The threat of Belarusian leader Alexander Lukashenko to cut off transit gas supply from Russia to Europe has not been coordinated with Moscow, Kremlin spokesman Dmitry Peskov said on Friday.
Belarus threatened on Thursday to halt natural gas supply at a key pipeline from Russia to Germany passing through Belarus, if the European Union imposes additional sanctions to the country in response to the migrant crisis at the Belarus-Poland border.
"We provide heat to Europe, and they are threatening us with the border closure. What if we block natural gas transit?" Lukashenko said on Thursday, as quoted by Belarusian state news agency Belta.
The Belarusian statement has not been coordinated with Moscow in any way, Peskov told reporters on Friday, as carried by Russian news agency TASS. Belarus is an ally of Russia, but it is also a sovereign state, the Kremlin spokesman said.
"Russia remains a reliable energy supplier to Europe, regardless of the actions of Belarus," Peskov said, adding that "Russia’s reliability as a supplier and partner in the current and future contracts cannot be called into question." And Putin himself weighed in, per Politico:
"He can, I guess, it’s no good, though, and I’ll talk to him about it … in case he just said it out of anger," Putin told Russian TV channel Rossiya 1 in response to Alexander Lukashenko’s threat to turn off the gas taps.
"This would be a violation of our transit contract and I hope it will not come to that," Putin said, referring to agreements governing the flow of Russian gas along pipelines running through Belarus.
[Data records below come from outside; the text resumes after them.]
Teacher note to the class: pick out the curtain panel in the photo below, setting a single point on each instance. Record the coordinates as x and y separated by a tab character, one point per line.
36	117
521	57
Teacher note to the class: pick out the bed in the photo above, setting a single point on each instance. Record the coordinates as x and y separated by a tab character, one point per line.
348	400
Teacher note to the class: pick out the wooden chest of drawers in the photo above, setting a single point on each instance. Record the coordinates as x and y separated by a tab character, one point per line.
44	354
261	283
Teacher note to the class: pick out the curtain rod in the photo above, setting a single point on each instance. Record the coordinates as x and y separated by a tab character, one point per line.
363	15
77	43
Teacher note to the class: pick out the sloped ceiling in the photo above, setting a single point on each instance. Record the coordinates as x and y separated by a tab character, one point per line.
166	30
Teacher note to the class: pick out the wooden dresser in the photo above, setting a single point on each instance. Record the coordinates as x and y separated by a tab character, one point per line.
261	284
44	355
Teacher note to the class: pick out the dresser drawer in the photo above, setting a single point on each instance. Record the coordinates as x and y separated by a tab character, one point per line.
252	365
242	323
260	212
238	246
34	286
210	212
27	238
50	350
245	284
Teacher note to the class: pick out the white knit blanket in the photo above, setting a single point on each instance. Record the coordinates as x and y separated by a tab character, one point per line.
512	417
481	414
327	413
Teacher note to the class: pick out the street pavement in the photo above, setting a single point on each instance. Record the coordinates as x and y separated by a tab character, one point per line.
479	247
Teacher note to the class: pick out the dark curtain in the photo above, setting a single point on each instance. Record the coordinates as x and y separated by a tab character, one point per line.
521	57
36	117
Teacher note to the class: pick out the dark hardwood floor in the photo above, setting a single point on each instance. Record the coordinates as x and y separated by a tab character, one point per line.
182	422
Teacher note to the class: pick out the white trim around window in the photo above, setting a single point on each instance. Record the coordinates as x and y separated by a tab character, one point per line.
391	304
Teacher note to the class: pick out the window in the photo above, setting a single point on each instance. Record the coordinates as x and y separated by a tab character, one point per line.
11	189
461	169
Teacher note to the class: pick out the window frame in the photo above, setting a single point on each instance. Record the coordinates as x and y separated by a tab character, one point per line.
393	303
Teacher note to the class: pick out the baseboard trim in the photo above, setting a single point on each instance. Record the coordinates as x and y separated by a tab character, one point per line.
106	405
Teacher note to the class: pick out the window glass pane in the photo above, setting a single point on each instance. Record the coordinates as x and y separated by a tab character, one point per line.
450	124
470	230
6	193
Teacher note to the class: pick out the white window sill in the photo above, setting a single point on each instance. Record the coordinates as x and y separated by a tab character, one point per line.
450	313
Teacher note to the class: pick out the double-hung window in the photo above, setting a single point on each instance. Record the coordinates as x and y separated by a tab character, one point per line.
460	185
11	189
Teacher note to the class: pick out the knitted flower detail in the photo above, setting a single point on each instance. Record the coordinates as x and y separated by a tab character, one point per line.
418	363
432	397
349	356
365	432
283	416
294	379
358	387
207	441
Cutting off the gas "would not contribute to the development of our relations with Belarus as a transit country," he warned.
With the threat from Belarus’s leader, the specter of another hurdle to Russian supplies to Europe is being raised days after Russia’s giant Gazprom largely relieved the European gas market by saying that it had approved and started implementing a plan to send natural gas into five storage sites in Europe.
Despite the calmer gas markets in the past few days, uncertainty over Russia’s intentions, and now the Belarus-EU spat could make Europe's gas prices extremely volatile again.
Early on Friday, gas prices at the key hubs in the UK and the Netherlands rose as flows of Russian gas on the Yamal-Europe pipeline via Belarus and Poland remained low for a second consecutive day and half the volume from Wednesday. Forecasts of cooler weather also drove prices higher as colder temperatures signal higher gas demand.